Enumerated Powers and the Chains on Leviathan
James Madison was not a theorist only. He worked day in and day out in Philadelphia (and beforehand for months in Orange) hammering out the practical applications of legitimate government. The chief expression of this doctrine is enumerated powers.
The enumeration in the Constitution of specific powers delegated to the federal government is the cornerstone of American political theory and of the Constitutional Republic established in 1787.
The basic definition of enumerated powers is that the best limitation on power is to not give it in the first place. Powers, as understood by Madison, Jefferson, et. al., were only legitimate if they had been granted to the government by the people and written specifically in the document through which the governed gave life to the government — the Constitution.
"We the People" says the Preamble to the Constitution, established this government. All powers assigned to the government in the document were originally (and ultimately) held by the people. No original, organic, or self-possessed powers existed in the government. The government is an artificial creation of the people and is powerless but for their endowment of a specific roster of powers to it.
"Herein granted" is a phrase that follows quickly after the Preamble. In Article I, the people proclaim: "All legislative powers herein granted shall be vested in a Congress...." Those two words completely encompass the principle of enumerated powers. There are, it seems, a limitless variety of legislative powers, but those that may be executed by the federal government (specifically Congress) are few, limited, and written down "herein." Outside of those powers, the people are still sovereign.
Returning to Madison, we take final note of three examples of his rigid hewing to the twin pillars of legitimacy and enumerated powers upon which he helped erect the temple of American government. In the Report of 1800, Congressman Madison wrote:
In all the co-temporary discussions and comments, which the Constitution underwent, it was constantly justified and recommended on the ground, that the powers not given to the government, were withheld from it; and that if any doubt could have existed on this subject, under the original text of the Constitution, it is removed as far as words could remove it, by the 12th amendment [now the present 10th Amendment] now a part of the Constitution...."
Some six years earlier, when examining a bill proposing the appropriation of money for relief of political refugees from Santo Domingo, James Madison stood firmly, once again, in defense of the principle of enumerated powers. He could not, Madison stated, "undertake to lay [his] finger on that article of the Federal Constitution which granted a right to Congress of expending, on objects of benevolence, the money of their constituents."

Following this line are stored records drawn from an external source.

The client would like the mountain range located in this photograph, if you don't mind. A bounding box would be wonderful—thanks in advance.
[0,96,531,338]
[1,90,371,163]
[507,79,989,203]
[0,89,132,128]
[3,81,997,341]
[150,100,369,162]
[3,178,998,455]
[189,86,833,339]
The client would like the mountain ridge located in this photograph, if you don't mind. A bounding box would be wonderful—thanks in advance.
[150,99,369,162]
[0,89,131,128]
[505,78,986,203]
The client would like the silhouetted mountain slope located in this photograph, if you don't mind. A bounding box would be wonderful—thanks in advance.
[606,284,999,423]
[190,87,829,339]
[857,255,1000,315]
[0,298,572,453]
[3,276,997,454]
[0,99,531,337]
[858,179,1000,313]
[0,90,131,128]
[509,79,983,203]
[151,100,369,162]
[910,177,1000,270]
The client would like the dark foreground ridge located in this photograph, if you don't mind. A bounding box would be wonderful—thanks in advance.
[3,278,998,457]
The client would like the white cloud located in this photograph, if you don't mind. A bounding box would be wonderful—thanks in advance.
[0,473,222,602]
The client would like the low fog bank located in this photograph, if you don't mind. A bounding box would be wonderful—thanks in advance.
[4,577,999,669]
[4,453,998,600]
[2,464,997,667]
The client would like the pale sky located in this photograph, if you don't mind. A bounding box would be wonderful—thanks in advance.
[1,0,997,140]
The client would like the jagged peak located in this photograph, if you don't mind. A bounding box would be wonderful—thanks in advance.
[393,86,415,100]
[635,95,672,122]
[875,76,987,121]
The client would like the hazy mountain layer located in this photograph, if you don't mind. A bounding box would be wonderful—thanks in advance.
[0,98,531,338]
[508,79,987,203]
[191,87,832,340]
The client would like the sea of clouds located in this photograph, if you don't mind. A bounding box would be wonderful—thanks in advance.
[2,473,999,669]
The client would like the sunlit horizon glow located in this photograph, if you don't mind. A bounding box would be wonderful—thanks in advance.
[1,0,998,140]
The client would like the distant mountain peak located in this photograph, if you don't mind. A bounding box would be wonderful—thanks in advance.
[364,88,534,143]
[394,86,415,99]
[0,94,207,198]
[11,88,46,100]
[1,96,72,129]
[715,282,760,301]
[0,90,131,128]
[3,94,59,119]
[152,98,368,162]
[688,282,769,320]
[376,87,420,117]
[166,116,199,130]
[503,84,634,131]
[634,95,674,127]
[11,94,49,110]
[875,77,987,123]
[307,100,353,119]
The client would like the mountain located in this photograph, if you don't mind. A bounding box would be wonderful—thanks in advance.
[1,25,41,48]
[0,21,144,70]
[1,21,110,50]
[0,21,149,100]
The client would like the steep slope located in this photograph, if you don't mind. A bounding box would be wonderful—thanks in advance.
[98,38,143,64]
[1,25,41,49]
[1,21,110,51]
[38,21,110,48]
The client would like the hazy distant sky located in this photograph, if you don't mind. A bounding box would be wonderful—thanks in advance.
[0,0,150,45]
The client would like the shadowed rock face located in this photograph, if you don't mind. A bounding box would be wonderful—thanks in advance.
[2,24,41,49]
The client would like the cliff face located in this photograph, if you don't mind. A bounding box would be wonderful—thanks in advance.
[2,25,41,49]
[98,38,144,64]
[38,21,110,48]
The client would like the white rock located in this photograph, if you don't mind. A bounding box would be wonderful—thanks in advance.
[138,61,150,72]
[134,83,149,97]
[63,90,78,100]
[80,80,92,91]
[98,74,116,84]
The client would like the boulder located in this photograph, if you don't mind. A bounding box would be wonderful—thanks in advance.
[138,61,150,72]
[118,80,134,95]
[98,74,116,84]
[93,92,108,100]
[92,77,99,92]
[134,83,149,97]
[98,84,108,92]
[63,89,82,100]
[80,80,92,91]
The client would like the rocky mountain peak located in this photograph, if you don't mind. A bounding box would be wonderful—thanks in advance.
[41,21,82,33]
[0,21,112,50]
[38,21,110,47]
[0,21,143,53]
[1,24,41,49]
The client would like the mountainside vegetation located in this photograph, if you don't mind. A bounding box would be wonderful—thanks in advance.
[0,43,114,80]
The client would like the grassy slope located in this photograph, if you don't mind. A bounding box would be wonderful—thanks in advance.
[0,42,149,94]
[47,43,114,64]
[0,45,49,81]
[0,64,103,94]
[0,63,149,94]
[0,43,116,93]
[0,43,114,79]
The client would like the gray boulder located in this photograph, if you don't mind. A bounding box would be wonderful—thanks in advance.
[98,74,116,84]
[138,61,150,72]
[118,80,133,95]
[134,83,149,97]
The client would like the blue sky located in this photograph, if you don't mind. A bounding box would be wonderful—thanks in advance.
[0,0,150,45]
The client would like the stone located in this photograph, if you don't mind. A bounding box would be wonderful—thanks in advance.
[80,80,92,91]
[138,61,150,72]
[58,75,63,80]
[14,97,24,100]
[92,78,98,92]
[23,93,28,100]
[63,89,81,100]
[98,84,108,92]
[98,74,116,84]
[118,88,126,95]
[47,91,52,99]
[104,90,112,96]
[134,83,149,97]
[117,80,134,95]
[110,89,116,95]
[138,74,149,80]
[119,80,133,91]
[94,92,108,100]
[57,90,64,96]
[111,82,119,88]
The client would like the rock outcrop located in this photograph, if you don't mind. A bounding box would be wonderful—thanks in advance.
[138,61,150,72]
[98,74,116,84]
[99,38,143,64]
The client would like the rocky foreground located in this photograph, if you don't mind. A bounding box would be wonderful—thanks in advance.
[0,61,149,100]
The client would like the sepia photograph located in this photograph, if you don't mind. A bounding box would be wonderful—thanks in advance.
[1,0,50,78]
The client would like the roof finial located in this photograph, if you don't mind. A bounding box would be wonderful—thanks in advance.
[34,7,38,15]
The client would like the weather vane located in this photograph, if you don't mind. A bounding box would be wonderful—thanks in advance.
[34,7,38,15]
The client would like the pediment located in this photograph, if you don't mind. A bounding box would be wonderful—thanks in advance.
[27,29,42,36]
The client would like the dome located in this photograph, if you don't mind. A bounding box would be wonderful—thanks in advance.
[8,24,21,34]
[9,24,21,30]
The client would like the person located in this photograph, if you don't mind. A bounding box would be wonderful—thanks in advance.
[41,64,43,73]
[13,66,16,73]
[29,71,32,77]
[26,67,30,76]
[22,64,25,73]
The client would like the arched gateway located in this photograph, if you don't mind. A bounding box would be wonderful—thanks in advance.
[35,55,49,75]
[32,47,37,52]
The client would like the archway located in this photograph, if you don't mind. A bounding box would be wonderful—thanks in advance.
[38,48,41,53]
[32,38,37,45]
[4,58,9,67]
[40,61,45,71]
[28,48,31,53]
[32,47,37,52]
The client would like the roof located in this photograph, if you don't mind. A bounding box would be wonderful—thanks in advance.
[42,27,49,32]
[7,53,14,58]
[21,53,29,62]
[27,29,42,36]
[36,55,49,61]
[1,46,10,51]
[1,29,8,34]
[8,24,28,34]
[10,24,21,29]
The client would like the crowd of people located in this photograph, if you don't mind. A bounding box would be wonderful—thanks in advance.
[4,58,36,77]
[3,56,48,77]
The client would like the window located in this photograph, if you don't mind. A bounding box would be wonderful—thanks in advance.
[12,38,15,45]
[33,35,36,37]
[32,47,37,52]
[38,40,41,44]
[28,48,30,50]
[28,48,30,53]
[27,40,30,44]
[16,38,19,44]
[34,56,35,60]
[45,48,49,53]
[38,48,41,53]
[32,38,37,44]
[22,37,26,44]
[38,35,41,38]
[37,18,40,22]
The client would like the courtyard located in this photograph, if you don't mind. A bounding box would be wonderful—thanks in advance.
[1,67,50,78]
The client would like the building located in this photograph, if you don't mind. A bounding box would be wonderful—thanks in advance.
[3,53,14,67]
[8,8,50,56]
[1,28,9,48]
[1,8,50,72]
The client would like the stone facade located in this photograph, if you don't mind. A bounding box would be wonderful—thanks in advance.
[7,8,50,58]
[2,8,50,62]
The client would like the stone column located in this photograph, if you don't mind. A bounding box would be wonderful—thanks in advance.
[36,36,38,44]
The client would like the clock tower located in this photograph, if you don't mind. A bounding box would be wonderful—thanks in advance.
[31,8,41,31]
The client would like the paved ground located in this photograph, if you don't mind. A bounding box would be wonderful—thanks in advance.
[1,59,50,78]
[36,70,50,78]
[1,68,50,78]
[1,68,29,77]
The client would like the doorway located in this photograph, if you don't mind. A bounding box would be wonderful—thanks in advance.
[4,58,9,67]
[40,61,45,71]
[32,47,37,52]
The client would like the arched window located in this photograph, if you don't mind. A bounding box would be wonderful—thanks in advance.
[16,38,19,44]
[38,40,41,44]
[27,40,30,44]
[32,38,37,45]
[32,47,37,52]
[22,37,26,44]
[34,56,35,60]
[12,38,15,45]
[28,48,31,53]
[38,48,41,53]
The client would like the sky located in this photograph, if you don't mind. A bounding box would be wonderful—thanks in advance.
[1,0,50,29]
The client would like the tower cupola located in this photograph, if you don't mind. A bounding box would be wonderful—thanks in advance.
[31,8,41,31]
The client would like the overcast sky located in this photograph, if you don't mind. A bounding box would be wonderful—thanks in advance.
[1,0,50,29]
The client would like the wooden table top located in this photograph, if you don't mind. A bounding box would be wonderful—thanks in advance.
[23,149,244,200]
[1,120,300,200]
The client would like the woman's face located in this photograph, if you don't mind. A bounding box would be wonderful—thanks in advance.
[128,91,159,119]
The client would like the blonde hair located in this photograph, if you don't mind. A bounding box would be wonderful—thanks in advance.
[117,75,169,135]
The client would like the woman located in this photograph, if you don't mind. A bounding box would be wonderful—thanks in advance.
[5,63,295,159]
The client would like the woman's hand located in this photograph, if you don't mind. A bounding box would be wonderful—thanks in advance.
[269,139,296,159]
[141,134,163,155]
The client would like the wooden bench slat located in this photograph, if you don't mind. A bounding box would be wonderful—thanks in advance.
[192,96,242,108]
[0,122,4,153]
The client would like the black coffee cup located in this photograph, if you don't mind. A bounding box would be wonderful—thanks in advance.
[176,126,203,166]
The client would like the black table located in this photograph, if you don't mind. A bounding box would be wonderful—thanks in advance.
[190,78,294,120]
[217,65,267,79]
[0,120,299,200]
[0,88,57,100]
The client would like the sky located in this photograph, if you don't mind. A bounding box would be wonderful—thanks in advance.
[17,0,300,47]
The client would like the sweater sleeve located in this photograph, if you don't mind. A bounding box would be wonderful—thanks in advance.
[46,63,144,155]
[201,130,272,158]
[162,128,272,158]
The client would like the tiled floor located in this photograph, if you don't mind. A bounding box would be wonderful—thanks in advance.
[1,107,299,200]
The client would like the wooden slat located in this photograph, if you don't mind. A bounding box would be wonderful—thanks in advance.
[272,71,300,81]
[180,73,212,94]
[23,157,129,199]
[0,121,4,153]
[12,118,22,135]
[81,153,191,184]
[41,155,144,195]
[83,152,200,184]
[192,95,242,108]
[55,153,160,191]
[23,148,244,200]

Finally, in 1817, President James Madison vetoed a measure passed by both houses of Congress that funded a program of comprehensive improvements to infrastructure. In a statement accompanying his veto, Madison set forth his objections thereto (as required by Article I, Section 7 of the Constitution), declaring that "the legislative powers vested in Congress are specified and enumerated in the eighth section of the first article of the Constitution, and it does not appear that the power proposed to be exercised by the bill is among the enumerated powers."
Sadly, we recognize a dearth of leadership of the caliber of James Madison in the Capitol and the White House of the 21st (and earlier) Century. In the name of regulation of commerce and the general welfare, Congressmen and presidents (of both parties) have encircled the entire arena of human existence within legislative walls. Walls the bricks and mortar of which are formed from the scree of our once legitimate, limited government.